The firm’s intellectual property is in solution-processed polymer transistors, which it is currently combining with technology from US firm E Ink to make flexible displays.
Display technology start-ups have several ways to progress: from manufacturing in-house, to licensing their intellectual property to other firms which then do everything themselves. Between these extremes are many forms of joint manufacturing partnership.
“We are beginning to look at manufacturing partnerships working with a few companies very closely, rather than licensing to 20 companies around the world,” Evans told Electronics Weekly.

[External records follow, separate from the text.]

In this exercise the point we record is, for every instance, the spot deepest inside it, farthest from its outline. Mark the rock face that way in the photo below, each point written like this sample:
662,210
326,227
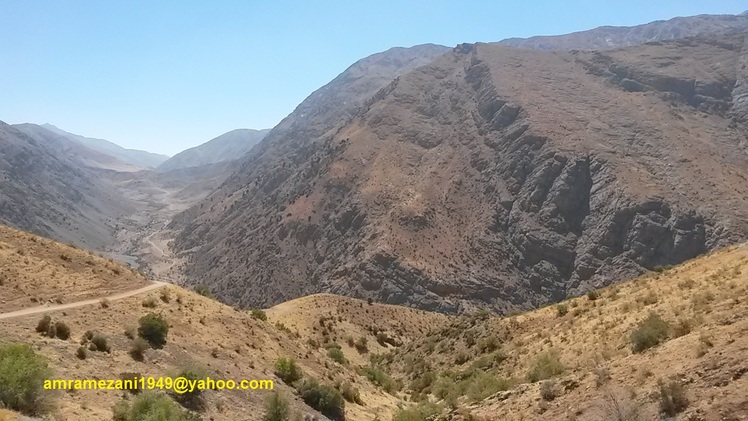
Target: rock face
608,37
226,147
492,177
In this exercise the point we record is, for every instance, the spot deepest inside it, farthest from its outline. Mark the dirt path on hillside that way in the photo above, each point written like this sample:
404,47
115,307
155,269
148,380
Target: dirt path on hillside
48,308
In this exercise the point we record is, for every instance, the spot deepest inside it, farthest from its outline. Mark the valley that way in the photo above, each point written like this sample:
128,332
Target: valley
552,227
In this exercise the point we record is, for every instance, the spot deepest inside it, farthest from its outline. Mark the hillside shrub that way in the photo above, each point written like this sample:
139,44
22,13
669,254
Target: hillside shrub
99,343
424,411
138,346
22,376
350,393
151,406
323,398
204,291
276,408
154,329
44,323
287,370
62,330
545,366
259,315
649,333
337,355
672,397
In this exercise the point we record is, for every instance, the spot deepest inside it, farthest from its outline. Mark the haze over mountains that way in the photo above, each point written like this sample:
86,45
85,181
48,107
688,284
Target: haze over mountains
226,147
493,176
129,156
450,178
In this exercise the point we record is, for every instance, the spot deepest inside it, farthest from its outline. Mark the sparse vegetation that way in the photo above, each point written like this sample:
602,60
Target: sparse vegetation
650,333
151,406
204,291
62,330
259,314
138,346
337,355
287,370
154,329
22,376
561,310
323,398
276,408
672,397
545,366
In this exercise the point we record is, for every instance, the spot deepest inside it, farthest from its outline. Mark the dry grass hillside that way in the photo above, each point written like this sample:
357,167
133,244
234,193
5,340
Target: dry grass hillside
578,360
575,360
221,341
491,177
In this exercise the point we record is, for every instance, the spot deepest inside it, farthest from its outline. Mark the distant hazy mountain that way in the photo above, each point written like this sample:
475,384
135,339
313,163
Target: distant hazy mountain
45,189
129,156
226,147
83,155
606,37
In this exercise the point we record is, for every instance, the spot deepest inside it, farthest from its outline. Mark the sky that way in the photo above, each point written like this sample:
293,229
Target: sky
164,76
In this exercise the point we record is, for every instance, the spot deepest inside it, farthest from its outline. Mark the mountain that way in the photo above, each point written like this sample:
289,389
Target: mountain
82,155
226,147
668,344
46,190
128,156
490,177
608,37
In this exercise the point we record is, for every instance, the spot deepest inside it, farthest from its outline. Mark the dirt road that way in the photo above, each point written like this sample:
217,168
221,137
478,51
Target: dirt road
48,308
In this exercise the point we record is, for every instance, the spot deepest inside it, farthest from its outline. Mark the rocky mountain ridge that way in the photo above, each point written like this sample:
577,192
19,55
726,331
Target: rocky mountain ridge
491,177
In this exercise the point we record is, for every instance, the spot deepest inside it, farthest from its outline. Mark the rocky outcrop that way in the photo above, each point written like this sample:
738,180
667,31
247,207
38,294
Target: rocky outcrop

Solution processing allows displays to be printed. Although these printing techniques can be complex, a production line is likely to cost far less than a semiconductor fab. “The whole concept is a mini-fab,” said Evans. “One could be built for a couple of hundred million.”
At the end of last year, Plastic Logic received a funding boost with Silicon Valley investment firm Oak Venture Partners joining the ranks of the firm's VCs. This added to the $24m raised in November of 2005.
Plastic Logic’s displays, like those from Philips spin-out Polymer Vision which also use E Ink intellectual property, can hold their image with no power and are being aimed at e-books and e-newspapers.
Last year the firm unveiled a 10-inch SVGA (800 x 600 pixel) display using an inkjet printed flexible backplane.
E Ink-based displays are already in use, not necessarily in flexible form, in the Sony Reader as well as a flash drive from Lexar. Watch firm Citizen has demonstrated an E Ink flexible four-digit clock over a metre across.